Les enjeux économiques liés à ces demandes d'extension du plateau continental sont considérables. Ces derniers comprennent en effet le sol et le sous-sol au-delà de la mer territoriale et sur toute l'étendue du prolongement naturel du territoire terrestre jusqu'au rebord de la marge continentale dans la limite des 350 milles, voire des 200 milles si ce rebord et à une distance inférieure.

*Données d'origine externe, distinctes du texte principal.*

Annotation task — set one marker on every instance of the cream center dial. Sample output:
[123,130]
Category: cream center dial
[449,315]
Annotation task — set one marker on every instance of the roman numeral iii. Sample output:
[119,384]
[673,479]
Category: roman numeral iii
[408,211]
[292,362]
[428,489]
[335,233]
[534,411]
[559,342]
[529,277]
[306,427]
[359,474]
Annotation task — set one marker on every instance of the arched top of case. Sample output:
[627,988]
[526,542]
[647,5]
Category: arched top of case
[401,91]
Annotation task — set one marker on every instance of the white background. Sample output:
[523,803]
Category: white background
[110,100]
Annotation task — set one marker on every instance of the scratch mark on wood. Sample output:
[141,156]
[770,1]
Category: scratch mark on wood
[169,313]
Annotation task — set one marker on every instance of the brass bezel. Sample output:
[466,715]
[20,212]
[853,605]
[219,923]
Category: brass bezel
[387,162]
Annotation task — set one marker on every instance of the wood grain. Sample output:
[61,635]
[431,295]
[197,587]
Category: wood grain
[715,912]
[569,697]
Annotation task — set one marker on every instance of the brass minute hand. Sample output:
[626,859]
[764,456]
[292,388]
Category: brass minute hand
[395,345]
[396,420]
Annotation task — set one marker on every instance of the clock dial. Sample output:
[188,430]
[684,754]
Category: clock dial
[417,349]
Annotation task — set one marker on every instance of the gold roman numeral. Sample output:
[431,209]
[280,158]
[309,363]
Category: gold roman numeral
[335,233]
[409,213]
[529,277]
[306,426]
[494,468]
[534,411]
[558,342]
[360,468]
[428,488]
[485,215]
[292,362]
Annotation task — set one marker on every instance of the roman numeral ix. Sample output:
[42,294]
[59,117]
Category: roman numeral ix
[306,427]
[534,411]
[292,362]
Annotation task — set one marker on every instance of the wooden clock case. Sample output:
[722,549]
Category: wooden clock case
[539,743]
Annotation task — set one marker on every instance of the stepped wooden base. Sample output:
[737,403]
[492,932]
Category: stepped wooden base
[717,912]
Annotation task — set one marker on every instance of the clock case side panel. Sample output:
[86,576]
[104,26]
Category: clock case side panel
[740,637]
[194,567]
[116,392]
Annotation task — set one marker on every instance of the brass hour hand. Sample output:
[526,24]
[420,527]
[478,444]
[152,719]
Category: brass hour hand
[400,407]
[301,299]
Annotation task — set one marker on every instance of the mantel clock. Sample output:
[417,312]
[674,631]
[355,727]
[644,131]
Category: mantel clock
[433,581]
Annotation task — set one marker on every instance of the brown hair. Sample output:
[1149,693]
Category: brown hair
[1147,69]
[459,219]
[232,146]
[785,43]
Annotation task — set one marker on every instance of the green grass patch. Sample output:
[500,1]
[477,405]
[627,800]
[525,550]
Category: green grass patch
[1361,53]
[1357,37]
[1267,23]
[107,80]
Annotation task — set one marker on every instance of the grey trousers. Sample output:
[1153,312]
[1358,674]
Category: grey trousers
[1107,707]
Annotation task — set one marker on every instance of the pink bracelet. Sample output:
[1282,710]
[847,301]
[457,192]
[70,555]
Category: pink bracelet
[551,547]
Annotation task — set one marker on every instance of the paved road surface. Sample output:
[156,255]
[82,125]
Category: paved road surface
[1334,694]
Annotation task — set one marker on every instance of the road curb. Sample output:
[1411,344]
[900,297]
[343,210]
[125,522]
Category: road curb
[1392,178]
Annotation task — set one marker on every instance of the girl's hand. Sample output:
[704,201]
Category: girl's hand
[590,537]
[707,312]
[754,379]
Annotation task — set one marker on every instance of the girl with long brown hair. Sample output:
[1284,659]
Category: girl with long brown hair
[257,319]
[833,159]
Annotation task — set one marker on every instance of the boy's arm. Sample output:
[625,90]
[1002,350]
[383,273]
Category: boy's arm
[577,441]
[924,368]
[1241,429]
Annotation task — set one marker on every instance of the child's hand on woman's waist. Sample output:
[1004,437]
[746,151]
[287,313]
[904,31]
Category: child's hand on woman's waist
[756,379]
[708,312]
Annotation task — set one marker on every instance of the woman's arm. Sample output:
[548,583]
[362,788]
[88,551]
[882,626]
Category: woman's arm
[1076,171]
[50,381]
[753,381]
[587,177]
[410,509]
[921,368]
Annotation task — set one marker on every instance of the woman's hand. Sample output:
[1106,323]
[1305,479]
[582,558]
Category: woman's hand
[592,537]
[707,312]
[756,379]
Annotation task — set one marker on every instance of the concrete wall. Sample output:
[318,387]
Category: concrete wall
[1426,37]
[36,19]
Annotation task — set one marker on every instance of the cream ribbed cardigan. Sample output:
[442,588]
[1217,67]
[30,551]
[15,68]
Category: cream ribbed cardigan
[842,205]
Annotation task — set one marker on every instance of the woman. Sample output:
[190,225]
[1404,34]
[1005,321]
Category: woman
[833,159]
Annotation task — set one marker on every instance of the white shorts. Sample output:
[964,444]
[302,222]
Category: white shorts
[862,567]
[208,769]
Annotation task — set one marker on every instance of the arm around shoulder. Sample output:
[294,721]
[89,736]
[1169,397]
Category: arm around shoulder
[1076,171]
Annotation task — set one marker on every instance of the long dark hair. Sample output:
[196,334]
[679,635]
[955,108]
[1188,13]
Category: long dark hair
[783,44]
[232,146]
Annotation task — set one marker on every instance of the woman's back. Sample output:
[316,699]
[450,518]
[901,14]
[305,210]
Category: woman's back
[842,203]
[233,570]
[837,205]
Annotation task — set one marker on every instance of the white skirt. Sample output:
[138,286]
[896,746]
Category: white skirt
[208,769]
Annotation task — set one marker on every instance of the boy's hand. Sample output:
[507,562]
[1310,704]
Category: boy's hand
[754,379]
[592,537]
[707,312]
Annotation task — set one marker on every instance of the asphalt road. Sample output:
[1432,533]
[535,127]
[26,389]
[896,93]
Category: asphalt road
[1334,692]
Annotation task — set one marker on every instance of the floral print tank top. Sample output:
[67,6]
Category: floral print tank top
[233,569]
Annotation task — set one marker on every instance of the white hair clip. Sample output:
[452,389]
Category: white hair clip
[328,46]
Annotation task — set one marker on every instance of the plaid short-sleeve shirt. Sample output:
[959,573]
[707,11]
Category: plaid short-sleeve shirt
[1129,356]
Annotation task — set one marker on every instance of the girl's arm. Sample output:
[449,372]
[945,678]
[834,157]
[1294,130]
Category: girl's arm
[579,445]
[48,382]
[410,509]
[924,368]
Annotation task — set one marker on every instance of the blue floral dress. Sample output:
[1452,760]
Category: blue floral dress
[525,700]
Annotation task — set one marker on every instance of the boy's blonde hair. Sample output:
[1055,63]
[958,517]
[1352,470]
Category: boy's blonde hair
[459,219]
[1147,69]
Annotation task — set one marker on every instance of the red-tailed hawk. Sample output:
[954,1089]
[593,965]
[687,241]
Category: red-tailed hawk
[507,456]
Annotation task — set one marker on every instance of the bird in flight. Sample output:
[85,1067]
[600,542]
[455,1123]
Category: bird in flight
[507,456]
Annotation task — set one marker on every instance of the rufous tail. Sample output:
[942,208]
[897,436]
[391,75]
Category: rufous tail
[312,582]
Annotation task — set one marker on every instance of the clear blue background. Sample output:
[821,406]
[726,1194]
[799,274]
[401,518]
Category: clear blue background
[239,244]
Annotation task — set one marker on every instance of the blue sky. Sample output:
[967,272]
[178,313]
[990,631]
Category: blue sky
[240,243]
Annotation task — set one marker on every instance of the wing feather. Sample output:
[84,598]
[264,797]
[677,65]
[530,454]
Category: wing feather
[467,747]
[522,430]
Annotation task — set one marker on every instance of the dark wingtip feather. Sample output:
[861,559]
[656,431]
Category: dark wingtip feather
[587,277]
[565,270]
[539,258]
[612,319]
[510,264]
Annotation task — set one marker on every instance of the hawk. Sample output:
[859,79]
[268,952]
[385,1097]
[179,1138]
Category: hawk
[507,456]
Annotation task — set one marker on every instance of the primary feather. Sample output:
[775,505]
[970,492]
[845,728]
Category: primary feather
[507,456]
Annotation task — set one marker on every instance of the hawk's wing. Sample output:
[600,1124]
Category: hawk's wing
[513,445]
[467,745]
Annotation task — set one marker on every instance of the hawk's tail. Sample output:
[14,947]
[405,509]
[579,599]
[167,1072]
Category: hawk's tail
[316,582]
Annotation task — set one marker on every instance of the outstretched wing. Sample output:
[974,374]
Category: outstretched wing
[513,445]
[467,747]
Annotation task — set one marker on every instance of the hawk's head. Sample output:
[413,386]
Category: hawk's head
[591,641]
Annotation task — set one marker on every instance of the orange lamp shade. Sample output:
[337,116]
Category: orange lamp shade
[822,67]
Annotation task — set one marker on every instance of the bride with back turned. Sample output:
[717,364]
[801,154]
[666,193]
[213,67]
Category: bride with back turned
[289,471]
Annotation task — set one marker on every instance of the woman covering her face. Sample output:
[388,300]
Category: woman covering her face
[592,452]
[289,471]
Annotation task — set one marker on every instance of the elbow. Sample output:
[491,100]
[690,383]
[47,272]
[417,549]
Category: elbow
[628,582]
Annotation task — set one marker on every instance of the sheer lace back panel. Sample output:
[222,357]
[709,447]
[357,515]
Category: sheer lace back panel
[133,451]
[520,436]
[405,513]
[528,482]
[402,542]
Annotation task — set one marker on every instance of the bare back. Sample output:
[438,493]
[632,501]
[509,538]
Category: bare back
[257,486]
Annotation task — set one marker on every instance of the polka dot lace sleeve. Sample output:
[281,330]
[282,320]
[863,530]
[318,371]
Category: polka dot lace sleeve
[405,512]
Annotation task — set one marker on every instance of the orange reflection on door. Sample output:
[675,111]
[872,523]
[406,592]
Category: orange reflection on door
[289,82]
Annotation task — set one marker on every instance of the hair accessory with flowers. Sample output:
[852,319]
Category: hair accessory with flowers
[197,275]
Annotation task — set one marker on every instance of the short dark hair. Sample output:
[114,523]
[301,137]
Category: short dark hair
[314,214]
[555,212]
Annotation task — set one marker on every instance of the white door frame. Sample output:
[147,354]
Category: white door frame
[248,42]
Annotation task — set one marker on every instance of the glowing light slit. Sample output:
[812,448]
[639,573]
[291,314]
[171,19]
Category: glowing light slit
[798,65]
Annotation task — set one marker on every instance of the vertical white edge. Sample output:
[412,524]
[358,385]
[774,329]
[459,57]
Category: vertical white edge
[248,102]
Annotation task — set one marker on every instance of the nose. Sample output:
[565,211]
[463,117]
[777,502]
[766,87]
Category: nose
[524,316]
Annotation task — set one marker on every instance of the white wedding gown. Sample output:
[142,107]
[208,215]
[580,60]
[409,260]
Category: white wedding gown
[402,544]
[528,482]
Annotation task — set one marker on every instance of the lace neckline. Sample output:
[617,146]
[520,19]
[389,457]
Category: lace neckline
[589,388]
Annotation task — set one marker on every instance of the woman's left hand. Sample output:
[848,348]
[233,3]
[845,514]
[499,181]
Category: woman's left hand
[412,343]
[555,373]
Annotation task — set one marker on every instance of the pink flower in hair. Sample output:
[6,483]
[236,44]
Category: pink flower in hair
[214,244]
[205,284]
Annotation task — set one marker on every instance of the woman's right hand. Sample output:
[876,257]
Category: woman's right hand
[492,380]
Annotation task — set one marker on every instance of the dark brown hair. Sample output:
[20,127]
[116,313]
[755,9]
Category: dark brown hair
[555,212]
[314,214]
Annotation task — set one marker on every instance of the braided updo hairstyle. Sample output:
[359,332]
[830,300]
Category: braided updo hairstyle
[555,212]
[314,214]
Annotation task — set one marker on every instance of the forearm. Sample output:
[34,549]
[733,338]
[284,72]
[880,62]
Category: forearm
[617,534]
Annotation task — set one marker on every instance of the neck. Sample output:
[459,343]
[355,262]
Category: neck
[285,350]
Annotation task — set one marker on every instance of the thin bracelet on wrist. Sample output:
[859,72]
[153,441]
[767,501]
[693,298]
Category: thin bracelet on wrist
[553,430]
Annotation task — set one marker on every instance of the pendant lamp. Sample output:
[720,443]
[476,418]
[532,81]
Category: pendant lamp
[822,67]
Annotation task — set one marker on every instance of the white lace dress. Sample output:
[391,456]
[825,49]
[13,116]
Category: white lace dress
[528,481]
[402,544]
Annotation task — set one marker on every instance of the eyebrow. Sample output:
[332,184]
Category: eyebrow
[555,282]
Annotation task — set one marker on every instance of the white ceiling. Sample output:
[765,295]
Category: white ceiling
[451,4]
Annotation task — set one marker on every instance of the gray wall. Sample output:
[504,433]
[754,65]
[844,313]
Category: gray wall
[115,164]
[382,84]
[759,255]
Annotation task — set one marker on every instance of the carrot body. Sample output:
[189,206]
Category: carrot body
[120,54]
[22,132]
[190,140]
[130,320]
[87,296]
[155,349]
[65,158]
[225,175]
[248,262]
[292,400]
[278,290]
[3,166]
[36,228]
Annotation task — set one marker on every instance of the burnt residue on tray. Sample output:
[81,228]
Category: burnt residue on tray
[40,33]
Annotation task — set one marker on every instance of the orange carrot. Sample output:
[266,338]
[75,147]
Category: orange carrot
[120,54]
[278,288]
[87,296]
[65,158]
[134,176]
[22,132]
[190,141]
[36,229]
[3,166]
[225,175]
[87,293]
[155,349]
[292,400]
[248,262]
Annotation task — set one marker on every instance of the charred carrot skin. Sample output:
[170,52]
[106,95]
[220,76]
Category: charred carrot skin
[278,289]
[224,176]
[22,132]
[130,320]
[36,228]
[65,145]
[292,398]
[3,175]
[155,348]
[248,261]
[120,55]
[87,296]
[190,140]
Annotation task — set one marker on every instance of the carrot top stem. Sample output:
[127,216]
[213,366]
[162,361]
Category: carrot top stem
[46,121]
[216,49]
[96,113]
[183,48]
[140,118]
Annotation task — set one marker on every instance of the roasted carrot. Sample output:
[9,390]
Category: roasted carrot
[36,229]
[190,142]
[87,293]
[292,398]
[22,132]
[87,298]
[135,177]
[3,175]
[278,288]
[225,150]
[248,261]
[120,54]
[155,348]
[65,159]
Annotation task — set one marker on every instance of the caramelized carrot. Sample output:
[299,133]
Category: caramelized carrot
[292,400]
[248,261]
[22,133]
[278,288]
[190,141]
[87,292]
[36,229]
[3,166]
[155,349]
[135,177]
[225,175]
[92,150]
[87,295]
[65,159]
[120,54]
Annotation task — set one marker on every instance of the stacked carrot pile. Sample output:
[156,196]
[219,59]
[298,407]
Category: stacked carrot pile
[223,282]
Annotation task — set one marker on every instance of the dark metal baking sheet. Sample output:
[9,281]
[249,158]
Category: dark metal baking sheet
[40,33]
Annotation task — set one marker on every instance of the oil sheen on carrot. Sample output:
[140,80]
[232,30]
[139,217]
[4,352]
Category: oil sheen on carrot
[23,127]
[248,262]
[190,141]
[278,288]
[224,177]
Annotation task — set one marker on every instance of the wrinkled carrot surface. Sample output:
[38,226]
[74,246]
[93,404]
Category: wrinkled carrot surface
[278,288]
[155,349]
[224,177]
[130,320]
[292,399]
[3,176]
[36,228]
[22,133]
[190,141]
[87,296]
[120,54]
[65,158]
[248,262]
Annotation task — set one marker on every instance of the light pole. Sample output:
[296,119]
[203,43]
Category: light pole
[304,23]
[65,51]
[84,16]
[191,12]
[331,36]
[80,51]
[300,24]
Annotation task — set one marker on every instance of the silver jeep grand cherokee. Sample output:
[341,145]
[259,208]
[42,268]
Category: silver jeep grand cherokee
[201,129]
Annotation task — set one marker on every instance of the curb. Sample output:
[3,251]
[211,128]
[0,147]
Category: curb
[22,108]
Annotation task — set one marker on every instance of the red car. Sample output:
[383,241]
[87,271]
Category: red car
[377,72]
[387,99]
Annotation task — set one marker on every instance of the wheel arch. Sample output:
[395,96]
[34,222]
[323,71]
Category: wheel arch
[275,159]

Demandes enregistrées par la Commission des limites
du plateau continental des Nations unies

Au total, selon une estimation du Centre national océanographique de l'université de Southampton au Royaume-Uni, les demandes enregistrées en mai 2009 par la Commission des limites du plateau continental des Nations unies couvriraient près de 24 millions de km 2 de plateau continental étendu, chiffre à comparer à la surface mondiale de zone économique exclusive estimée à environ 70 millions de km 2 .

Si l'on ajoute à ce chiffre les millions de km 2 correspondant aux demandes non encore déposées auxquelles il conviendra d'ajouter à terme la demande américaine qui recouvre le plus important potentiel mondial de plateau continental, on peut considérer que les années 2010 marquent une «territorialisation» sans précédent des fonds marins et de leurs sous-sols.

À terme, la superficie des fonds marins sous juridiction nationale pourrait augmenter de près de 40 % au détriment la Zone internationale des fonds marins , les grands fonds que la Convention déclare « patrimoine commun de l'humanité ».

Les fonds marins et leurs sous-sols situés au-delà des plateaux continentaux constituent en effet une sorte de domaine public de l'humanité. « L'humanité tout entière (...) est investie de tous les droits sur les ressources de la Zone» dit la Convention. C'est là une originalité du droit de la mer qui en fait un authentique outil de droit international et pas seulement un outil de droit plurilatéral. Les revendications d'extension de droits souverains par les États côtiers constituent donc autant d'empiétements sur la zone internationale.

On assiste aujourd'hui à un événement inédit dans l'histoire du droit international où l'intérêt étatique reprend la main sur l'intérêt de l'humanité représentée par l'Autorité internationale des fonds marins.

Les demandes d'extension de plateau continental visent à substituer au régime d'exploitation internationale pour le compte de l'humanité tout entière qui prévaut dans la Zone, un régime de droits exclusifs assorti, pour chacun des État concerné, d'une obligation de partager partiellement (1 à 7 % du volume de la production du site) les richesses extraites.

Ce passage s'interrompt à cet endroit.